That pleasant experience I expected to be repeated and enlarged upon with the appearance of the book. Sadly, it was not. Instead, I may have learned why no one has written extensively on the connection between Twain and Shakespeare before: there may not be enough solid evidence to support an extended work. If there is, this book does not contain it.

While there is some direct evidence of Twain's use of Shakespeare, Berret introduces little beyond the obvious comments in Is Shakespeare Dead? and looks at the parodies or doctored quotations we all know. What he relies upon most heavily is a series of parallels.

Because so many writers lived between Shakespeare and Mark Twain, the existence of a parallel is not proof that the latter used or was influenced by the former.

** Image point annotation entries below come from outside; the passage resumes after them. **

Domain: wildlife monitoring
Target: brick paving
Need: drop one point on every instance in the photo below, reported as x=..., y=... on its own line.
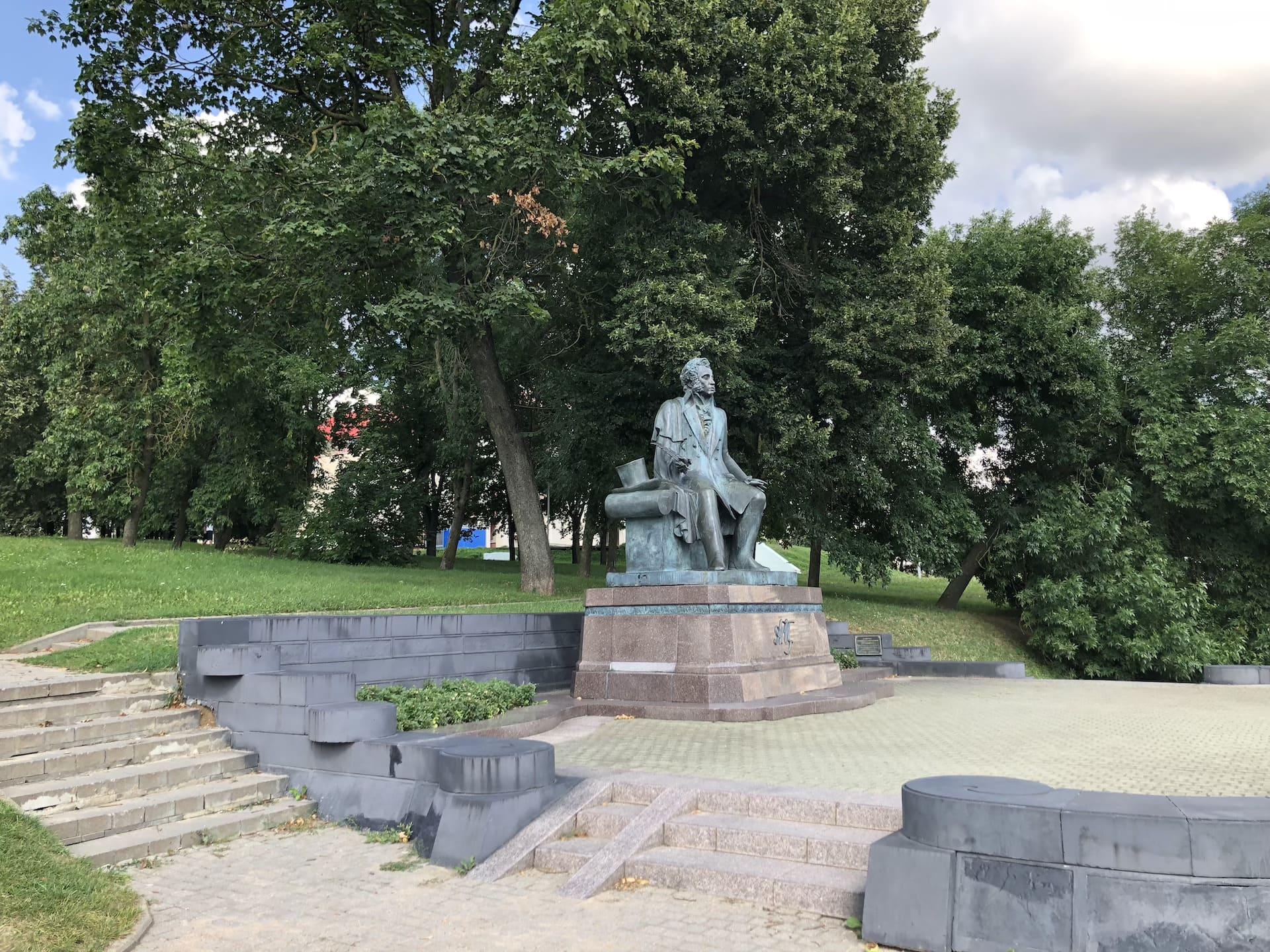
x=1138, y=738
x=324, y=891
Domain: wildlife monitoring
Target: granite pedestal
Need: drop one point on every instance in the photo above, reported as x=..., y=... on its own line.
x=683, y=651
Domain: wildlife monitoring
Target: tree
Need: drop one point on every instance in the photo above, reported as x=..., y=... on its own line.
x=1032, y=399
x=421, y=120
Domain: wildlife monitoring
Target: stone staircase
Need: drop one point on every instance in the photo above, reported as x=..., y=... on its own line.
x=777, y=847
x=118, y=775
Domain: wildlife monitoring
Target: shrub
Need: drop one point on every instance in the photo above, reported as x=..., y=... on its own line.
x=845, y=659
x=450, y=702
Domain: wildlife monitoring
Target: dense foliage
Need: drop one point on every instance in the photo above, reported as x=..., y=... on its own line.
x=501, y=234
x=450, y=702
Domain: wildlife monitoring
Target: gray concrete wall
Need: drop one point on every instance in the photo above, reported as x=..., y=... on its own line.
x=917, y=662
x=462, y=796
x=403, y=649
x=994, y=863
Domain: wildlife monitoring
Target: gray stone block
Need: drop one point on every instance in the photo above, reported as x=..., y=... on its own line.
x=1002, y=905
x=352, y=720
x=1228, y=836
x=991, y=815
x=908, y=895
x=1236, y=674
x=1126, y=832
x=269, y=719
x=238, y=659
x=494, y=766
x=464, y=826
x=1166, y=914
x=349, y=651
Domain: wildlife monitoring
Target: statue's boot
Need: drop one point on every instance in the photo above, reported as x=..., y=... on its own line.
x=747, y=537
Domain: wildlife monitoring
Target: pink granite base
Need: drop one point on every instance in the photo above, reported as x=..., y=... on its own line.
x=728, y=645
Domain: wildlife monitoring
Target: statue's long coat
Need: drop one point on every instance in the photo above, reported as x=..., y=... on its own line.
x=677, y=433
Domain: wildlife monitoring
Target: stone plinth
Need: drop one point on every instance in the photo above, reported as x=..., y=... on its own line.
x=704, y=645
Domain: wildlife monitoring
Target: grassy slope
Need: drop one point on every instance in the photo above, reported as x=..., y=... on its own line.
x=138, y=651
x=51, y=902
x=978, y=631
x=48, y=584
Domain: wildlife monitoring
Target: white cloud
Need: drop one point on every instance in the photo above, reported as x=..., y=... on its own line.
x=78, y=190
x=45, y=108
x=15, y=130
x=1095, y=108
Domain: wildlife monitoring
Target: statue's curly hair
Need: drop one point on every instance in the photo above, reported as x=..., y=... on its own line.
x=691, y=371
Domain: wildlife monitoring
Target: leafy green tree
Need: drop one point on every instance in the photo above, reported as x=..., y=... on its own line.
x=1032, y=400
x=421, y=143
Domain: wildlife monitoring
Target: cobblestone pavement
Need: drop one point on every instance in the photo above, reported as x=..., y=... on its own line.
x=325, y=891
x=13, y=673
x=1183, y=739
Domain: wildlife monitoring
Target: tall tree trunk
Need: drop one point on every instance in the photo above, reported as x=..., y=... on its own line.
x=456, y=521
x=611, y=555
x=588, y=539
x=952, y=597
x=433, y=495
x=182, y=528
x=142, y=483
x=513, y=457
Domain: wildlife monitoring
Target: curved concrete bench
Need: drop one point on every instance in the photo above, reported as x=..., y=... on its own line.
x=996, y=863
x=1238, y=674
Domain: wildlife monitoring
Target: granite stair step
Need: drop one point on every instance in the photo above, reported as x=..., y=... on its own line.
x=124, y=782
x=50, y=764
x=164, y=807
x=606, y=820
x=568, y=855
x=818, y=844
x=84, y=684
x=30, y=740
x=60, y=711
x=208, y=828
x=770, y=883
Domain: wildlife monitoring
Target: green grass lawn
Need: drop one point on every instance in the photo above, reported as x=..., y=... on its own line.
x=48, y=584
x=50, y=902
x=153, y=649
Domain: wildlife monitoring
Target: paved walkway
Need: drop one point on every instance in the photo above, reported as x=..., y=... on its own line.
x=1185, y=739
x=325, y=891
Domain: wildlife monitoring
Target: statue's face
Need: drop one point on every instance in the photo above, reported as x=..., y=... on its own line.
x=704, y=383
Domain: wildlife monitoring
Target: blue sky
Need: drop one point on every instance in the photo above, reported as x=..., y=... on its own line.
x=1091, y=108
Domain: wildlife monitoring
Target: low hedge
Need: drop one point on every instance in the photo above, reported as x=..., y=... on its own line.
x=450, y=701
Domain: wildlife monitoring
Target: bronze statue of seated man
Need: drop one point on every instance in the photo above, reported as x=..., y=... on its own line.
x=695, y=479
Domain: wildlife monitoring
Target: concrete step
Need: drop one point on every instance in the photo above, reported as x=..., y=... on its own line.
x=771, y=883
x=164, y=807
x=30, y=740
x=48, y=764
x=87, y=684
x=820, y=844
x=210, y=828
x=606, y=820
x=567, y=856
x=44, y=714
x=124, y=782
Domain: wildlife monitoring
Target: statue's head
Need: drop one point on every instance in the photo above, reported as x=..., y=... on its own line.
x=698, y=377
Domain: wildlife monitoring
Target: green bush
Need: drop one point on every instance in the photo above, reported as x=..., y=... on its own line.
x=845, y=659
x=450, y=702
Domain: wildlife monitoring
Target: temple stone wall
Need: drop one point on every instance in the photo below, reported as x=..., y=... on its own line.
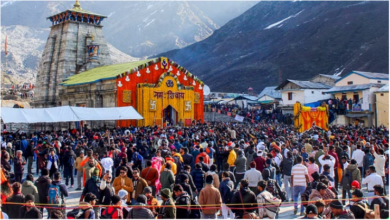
x=65, y=55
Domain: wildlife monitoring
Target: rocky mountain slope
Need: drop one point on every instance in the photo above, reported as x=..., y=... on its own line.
x=294, y=40
x=138, y=28
x=25, y=46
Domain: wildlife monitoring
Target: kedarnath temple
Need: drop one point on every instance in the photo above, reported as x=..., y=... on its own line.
x=75, y=70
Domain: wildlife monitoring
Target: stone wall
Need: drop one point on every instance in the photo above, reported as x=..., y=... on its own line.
x=65, y=55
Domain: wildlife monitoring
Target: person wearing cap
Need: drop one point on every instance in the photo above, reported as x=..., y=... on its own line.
x=79, y=169
x=311, y=212
x=268, y=204
x=29, y=211
x=338, y=210
x=168, y=208
x=232, y=158
x=183, y=200
x=286, y=167
x=350, y=174
x=372, y=179
x=106, y=190
x=115, y=210
x=359, y=207
x=210, y=195
x=151, y=202
x=92, y=186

Berret understands this difficulty; and he is, to his credit, an honest critic. He does not attempt to make more of the meager evidence than he should. He clearly tells the reader when he adduces parallel evidence.

On the other hand, without stronger evidence than such parallels, there is not much of a scholarly argument that Twain depended upon Shakespeare in any substantial or interesting way. Sometimes noticing parallels furnishes an investigator with an idea about which influences to investigate. Diligent searching then occasionally brings out proof of the substantial connection which the parallels hinted at. In the case of this book, however, the parallels do not lead to such discoveries. In the end, we are left with no more than interesting speculations about how the bard might have influenced the American.

The failure to find more than parallels could mean that Berret just did not uncover the evidence. It could mean, however, that substantial evidence is not there to be found. It could be that we have waited more than eighty years since Twain's death for a book linking the progress of his career to his use of Shakespeare because there is no substantial book to be written on the topic.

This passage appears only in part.